Denke ich nicht dass es solche Kleinigkeiten sind die ihn stören, er vergleicht es mit der neuen Star Wars Trilogy, eine Dekonstruktion der bekannten Charaktere die ihm wohl als misslungen erscheint, er mag die Story nicht und er findet die neuen Charaktere nicht toll und ihm wurde das Gameplay nicht stark genug verändert und er meint die KI Wäre immer noch dumm und dass man den Sprungknopf auch wieder rausnehmen könnte so selten wie er genutzt wird, zu wenige Rätsel, zu lang. Er sagt aber auch, dass nur seine persönliche Meinung ist. (Im Grunde ist vieles was er sagt genau das was ich selbst erwarte, weniger tolle Pandemiestory, dafür Circle of Revenge, Gewalt in your face bis zum Erbrechen und für mich nicht so tolle Charaktere)
Die Mags ohne Wertungen sind wohl etwas kritischer mit dem Spiel, gerade die Gewalt nervt einige richtig. Ich lese raus, dass es ne reine Circle of Revenge Story geworden ist. Wundert mich ehrlich gesagt, dass gerade Kotaku, Polygon und Vice das Spiel kritisieren, die stehen auf Diversity, aber scheinbar reicht das nicht. Finde ich persönlich weniger, warum sollte ne Minderheit klüger und weniger rachsüchtig handeln?
Wie auch immer, dass der Ansatz dass dem Spieler aufgezeigt werden soll wie schlimm Gewalt ist so nicht funktioniert sage ich schon lange, solche Spiele stumpfen eher ab, weil man ja gezwungen wird hunderte NPCs grausam zu töten, irgendwann verdrängt man die grausamkeit. Und manchen macht es auch Spaß.
Everything in The Last of Us 2 takes work. Every weapon reload, killing blow, and crafted item takes time and button presses. At times the game is painfully slow; even in the most action-packed sections you put in effort to move things forward. You’re paid for this work in a grim story and...
kotaku.com
It showed me so much ugliness, and in such detail, that I felt numb as terrible things befell more characters I cared about. Sometimes I did these terrible things myself, through gameplay. Sometimes I just watched things play out in front of me with no say in the matter, a lack of agency that was so skillfully used in the first game. Neither circumstance felt more affecting than the other; both just felt like
more.
The game’s diversity, which I appreciated at the beginning, just felt like an equal opportunity for different kinds of people to suffer as the game went on. Eventually, my numbness turned to an anger I’ve never felt about a video game. Late one night, I paused the game and asked myself aloud if the developers thought I was stupid, if they thought the existence of violence had just never occurred to me before.
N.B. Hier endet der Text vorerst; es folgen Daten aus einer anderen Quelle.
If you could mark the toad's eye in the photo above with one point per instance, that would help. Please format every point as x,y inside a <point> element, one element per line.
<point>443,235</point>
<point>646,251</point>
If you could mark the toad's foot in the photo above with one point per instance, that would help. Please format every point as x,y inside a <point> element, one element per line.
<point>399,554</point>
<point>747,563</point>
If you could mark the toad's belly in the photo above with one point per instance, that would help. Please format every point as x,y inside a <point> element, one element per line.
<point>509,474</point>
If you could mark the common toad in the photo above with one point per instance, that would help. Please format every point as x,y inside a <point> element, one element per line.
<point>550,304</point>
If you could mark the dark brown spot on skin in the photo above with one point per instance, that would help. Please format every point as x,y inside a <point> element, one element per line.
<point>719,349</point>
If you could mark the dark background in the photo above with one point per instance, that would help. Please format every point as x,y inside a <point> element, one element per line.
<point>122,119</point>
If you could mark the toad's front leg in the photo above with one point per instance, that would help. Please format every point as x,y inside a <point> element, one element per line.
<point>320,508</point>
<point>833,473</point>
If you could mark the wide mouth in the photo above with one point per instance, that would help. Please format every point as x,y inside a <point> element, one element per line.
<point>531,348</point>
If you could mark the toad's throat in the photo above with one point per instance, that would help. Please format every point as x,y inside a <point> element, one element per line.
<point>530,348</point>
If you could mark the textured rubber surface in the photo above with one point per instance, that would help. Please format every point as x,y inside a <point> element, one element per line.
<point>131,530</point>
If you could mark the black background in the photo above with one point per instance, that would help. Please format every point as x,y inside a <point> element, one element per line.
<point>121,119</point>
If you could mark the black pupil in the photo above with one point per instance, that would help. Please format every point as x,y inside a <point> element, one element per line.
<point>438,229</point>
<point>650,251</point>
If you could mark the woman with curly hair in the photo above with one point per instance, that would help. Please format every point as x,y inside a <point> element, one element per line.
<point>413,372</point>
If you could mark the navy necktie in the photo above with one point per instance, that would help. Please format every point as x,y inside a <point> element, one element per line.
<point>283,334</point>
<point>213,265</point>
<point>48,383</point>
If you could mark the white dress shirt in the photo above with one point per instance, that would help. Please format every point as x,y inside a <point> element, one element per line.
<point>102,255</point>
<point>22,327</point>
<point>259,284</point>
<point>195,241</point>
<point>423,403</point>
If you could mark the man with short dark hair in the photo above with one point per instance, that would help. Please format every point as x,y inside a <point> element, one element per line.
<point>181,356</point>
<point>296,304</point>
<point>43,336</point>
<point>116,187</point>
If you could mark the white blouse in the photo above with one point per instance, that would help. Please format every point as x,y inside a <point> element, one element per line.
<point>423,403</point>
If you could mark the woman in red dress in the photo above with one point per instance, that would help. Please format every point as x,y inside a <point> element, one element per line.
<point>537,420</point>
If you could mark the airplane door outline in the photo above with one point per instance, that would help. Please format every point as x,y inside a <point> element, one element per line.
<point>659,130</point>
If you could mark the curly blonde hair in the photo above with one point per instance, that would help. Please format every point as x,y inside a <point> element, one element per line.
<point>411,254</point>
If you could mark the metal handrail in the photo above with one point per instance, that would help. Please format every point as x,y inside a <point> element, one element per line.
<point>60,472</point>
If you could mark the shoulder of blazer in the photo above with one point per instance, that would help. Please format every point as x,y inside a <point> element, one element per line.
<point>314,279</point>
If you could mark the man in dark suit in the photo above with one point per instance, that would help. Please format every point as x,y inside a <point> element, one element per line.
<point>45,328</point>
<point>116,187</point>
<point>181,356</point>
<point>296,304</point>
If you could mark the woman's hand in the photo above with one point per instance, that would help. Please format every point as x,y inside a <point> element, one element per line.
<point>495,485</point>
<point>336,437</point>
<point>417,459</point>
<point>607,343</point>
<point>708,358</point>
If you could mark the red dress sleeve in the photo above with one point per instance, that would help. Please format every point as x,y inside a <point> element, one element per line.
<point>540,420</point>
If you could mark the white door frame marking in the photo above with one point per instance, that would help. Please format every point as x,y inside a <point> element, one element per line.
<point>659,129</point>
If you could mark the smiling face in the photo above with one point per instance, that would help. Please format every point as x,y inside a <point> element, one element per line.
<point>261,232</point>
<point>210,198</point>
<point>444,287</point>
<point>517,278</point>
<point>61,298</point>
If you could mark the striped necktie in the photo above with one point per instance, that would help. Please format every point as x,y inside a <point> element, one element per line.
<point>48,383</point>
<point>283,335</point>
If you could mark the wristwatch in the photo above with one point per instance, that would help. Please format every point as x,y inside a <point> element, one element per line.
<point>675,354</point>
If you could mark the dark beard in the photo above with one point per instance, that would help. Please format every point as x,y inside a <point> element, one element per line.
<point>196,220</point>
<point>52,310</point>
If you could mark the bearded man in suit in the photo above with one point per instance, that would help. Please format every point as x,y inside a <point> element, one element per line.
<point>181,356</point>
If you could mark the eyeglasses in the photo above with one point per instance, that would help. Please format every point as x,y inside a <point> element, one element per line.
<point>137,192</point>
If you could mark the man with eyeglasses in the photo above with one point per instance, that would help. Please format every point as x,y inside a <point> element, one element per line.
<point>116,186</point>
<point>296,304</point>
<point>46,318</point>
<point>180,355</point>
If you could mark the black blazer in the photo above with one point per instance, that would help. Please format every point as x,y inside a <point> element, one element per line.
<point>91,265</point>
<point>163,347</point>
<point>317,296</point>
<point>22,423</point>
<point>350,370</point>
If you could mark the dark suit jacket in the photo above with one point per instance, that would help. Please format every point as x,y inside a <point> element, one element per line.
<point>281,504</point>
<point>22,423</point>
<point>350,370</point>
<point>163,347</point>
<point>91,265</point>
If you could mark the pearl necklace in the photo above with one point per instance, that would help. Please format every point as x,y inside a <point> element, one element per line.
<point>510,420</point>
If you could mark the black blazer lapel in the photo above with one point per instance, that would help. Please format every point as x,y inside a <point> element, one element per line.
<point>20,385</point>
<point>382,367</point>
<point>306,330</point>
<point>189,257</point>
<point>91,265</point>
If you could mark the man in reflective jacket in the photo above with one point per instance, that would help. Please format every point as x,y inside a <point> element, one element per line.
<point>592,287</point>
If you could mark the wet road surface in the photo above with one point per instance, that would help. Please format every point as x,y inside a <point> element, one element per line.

It’s difficult to talk about all of this a week before most of you reading can play the game for yourself. In a recent fawning piece in British
GQ, Druckmann is quoted as saying, “
There were people [at Naughty Dog]—a minority of them—that were just stuck on how violent it [the game] is and how dark and quite cynical it is about mankind.” That even the people who made the game are divided about it is a clear sign that players are going to have radically different experiences. The first game’s story was polarizing; this one’s will clearly be as well. So many people worked on this game for so long, and at
such cost, that I want
The Last Of Us 2 to be more than the experience I had. It’s a visually beautiful game that feels distinct to play, and the story it tells and how it tells it, at the most basic level, certainly pushes the edges of what games have done before.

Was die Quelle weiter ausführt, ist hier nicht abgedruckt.